Talk to your Web folks, your manager or managing editor. Brainstorm about stories you are currently working on or those that you’ve always wanted to do. Once you have an idea, fight for the time to do it well. We are past the point of producing a multimedia project just because we can; we need to be producing multimedia projects that are professional-looking and high in quality and meaningful to our audience. And that’s not something that can be rushed, especially for beginners.

Understand, too, that much experimentation has been going on across the news industry for many years now. Your idea may have been tried somewhere else, only to fail. Find someone who has been plugged in to the new media movement in news for some time to help you fine-tune your ideas so you don’t take your efforts down a previously discovered dead-end road.

Fostering community

The easiest way to get involved in the digital age is to simply start reading the user-generated content on your Web site (if applicable) and others. Peruse the comments posted on the blogs on your site and others. If readers comment on your stories, pick your opportunities to chime in and contribute to the discussion. Even something as simple as, “Great comments, everyone.

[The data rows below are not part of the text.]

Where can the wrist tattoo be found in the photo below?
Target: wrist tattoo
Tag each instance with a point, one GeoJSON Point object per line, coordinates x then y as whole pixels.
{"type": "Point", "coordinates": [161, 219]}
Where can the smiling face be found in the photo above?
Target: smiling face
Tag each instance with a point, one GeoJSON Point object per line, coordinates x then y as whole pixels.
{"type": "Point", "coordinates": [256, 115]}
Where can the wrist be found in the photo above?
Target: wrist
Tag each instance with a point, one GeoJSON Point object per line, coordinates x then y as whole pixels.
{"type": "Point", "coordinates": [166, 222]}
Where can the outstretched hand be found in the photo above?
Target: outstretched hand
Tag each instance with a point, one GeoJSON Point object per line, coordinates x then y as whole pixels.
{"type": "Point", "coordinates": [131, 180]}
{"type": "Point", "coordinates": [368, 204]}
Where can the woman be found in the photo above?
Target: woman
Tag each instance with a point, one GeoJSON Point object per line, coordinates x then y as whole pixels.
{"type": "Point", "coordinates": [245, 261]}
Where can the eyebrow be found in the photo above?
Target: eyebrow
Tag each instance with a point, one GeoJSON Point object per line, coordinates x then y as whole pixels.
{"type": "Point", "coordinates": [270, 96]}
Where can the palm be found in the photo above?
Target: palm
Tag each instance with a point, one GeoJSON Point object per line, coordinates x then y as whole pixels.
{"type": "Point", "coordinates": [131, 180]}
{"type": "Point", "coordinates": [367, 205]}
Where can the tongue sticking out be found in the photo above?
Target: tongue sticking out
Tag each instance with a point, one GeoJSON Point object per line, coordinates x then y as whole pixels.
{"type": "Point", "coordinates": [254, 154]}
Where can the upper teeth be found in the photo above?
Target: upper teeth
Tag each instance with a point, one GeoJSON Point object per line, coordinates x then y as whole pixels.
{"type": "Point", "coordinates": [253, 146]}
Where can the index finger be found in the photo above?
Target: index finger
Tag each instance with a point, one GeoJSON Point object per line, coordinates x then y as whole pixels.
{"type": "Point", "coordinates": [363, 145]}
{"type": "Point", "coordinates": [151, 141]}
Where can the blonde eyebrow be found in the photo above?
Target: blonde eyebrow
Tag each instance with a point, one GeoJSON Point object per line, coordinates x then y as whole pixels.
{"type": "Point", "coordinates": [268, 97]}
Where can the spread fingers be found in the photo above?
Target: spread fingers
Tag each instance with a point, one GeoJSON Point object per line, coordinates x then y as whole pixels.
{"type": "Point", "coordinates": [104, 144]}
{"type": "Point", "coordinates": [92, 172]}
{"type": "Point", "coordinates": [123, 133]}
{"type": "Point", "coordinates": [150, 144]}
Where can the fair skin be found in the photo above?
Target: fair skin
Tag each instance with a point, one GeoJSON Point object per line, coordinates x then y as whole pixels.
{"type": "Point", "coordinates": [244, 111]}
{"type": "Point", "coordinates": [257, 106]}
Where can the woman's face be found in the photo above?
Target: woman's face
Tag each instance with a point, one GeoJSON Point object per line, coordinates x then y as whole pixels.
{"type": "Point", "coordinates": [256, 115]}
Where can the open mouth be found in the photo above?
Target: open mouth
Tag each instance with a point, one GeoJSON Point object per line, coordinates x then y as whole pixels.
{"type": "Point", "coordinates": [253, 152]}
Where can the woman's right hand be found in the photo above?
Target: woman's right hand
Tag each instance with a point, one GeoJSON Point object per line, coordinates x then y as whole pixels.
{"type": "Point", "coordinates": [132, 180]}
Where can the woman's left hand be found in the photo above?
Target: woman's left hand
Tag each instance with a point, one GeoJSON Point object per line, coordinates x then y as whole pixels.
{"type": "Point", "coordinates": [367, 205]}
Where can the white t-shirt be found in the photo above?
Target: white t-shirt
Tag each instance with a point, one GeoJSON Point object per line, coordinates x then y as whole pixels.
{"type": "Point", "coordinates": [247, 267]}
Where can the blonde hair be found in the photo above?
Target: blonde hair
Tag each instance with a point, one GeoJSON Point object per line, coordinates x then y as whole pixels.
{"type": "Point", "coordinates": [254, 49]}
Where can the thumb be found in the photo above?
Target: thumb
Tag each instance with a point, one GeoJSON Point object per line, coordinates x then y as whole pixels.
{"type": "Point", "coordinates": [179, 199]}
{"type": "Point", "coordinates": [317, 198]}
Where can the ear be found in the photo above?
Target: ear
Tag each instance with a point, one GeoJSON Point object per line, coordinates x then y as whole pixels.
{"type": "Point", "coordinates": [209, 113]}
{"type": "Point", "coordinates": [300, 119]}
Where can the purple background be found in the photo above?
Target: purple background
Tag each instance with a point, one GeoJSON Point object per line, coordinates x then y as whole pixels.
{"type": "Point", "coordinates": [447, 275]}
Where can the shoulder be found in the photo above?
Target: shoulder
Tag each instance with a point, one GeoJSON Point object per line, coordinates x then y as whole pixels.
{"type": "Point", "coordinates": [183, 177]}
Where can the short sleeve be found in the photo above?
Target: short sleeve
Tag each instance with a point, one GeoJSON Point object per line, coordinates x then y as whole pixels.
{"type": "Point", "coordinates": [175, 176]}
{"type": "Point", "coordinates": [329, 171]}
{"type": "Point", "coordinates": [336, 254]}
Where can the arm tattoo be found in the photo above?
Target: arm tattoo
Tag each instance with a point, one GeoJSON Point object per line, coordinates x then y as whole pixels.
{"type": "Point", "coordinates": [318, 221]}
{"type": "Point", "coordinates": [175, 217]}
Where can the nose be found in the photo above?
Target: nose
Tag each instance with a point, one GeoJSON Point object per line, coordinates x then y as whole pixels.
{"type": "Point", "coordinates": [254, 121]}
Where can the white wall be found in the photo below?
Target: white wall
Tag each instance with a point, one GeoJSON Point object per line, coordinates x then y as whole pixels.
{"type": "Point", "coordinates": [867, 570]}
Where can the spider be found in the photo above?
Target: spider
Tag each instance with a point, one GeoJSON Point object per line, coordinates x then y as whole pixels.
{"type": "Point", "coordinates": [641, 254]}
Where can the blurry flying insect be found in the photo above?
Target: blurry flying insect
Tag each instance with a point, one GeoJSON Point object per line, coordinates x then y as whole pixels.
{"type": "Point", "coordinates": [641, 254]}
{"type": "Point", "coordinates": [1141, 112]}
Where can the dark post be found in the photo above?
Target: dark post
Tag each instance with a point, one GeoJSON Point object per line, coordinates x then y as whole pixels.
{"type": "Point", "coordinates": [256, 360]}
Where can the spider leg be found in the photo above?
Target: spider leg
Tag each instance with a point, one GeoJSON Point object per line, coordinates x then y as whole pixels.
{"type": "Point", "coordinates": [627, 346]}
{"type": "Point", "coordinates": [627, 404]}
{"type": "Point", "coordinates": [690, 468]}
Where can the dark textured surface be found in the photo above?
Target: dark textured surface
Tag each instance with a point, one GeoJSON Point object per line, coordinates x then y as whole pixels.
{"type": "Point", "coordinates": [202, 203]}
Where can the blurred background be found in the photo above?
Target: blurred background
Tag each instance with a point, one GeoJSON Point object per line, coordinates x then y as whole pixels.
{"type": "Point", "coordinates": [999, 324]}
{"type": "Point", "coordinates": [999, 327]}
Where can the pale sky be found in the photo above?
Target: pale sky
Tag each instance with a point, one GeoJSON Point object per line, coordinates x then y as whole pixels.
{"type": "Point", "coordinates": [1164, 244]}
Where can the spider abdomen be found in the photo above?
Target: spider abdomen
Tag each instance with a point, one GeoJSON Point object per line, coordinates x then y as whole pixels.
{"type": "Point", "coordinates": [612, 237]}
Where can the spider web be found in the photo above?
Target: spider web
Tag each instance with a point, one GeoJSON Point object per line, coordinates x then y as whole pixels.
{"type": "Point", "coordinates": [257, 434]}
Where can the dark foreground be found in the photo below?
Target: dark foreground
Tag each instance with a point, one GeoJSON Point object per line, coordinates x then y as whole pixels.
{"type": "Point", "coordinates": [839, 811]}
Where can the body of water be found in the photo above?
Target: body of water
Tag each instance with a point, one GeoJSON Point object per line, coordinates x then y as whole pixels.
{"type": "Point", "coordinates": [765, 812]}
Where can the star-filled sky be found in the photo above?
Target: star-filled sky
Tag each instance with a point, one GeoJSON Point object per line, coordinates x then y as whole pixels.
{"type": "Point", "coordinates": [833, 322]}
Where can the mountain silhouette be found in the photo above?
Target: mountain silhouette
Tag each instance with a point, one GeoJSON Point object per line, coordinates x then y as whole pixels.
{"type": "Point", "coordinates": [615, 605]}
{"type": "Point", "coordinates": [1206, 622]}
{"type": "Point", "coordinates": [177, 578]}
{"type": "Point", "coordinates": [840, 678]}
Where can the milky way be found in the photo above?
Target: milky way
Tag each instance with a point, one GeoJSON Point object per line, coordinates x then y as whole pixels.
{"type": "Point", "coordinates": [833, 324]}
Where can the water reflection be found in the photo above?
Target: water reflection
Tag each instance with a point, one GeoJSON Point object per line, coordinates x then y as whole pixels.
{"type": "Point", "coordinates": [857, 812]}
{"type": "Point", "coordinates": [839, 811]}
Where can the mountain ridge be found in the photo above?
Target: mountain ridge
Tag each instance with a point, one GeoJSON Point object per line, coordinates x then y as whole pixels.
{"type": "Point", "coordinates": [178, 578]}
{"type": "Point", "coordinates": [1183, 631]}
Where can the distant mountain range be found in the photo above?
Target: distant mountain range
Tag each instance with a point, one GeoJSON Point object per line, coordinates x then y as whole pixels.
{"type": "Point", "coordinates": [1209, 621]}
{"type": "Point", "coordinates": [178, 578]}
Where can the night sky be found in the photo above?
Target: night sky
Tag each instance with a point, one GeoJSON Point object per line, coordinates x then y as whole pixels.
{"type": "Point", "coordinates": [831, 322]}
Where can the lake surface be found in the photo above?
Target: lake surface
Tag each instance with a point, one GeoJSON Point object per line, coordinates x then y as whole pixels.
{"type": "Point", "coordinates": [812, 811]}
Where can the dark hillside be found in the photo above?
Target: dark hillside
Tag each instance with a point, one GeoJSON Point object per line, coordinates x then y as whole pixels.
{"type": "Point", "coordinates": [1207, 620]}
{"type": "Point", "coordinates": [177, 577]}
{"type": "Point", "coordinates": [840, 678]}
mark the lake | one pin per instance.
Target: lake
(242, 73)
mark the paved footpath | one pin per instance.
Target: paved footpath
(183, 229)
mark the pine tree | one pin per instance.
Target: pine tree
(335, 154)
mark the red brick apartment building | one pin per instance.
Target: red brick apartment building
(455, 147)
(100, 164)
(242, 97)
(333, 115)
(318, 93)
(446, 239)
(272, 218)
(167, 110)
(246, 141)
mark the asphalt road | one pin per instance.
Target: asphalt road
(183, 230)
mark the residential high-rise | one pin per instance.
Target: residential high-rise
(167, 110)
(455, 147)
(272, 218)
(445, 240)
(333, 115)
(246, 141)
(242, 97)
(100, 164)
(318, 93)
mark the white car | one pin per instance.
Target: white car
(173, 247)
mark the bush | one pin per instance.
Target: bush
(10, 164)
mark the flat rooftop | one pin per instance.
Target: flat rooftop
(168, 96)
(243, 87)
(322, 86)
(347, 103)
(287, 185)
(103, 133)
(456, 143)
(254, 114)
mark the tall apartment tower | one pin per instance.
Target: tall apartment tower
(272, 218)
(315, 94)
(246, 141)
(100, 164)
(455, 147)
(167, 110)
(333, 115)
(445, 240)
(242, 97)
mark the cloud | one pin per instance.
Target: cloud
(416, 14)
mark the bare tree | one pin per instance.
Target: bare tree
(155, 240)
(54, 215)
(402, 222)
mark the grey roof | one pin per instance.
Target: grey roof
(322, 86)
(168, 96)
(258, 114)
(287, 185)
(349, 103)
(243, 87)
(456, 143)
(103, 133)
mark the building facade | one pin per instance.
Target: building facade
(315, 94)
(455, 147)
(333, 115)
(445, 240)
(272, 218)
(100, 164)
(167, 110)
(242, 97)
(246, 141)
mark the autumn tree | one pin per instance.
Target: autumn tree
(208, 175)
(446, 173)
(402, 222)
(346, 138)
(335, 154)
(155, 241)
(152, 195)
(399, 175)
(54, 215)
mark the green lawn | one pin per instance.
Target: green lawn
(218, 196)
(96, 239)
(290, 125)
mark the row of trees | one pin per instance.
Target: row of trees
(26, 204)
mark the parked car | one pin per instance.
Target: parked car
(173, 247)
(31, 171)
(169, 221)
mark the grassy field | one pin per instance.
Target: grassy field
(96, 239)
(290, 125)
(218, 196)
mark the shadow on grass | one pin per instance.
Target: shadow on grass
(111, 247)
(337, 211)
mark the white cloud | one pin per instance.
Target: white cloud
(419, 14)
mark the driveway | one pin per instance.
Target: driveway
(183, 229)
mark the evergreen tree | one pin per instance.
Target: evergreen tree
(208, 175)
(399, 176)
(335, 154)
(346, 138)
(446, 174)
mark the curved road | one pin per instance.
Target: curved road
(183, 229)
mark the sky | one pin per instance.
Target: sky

Keep them coming,” will get you involved in this new paradigm of news consumption, which is more like a conversation and less like a lecture.

If your site doesn’t have blogs or allow comments on stories, ask why not. Start the conversation. It will force you to think differently and that simple exercise will help you open up to the possibilities of Journalism 2.0.

It’s time to learn how to survive and thrive in the digital age. Good luck.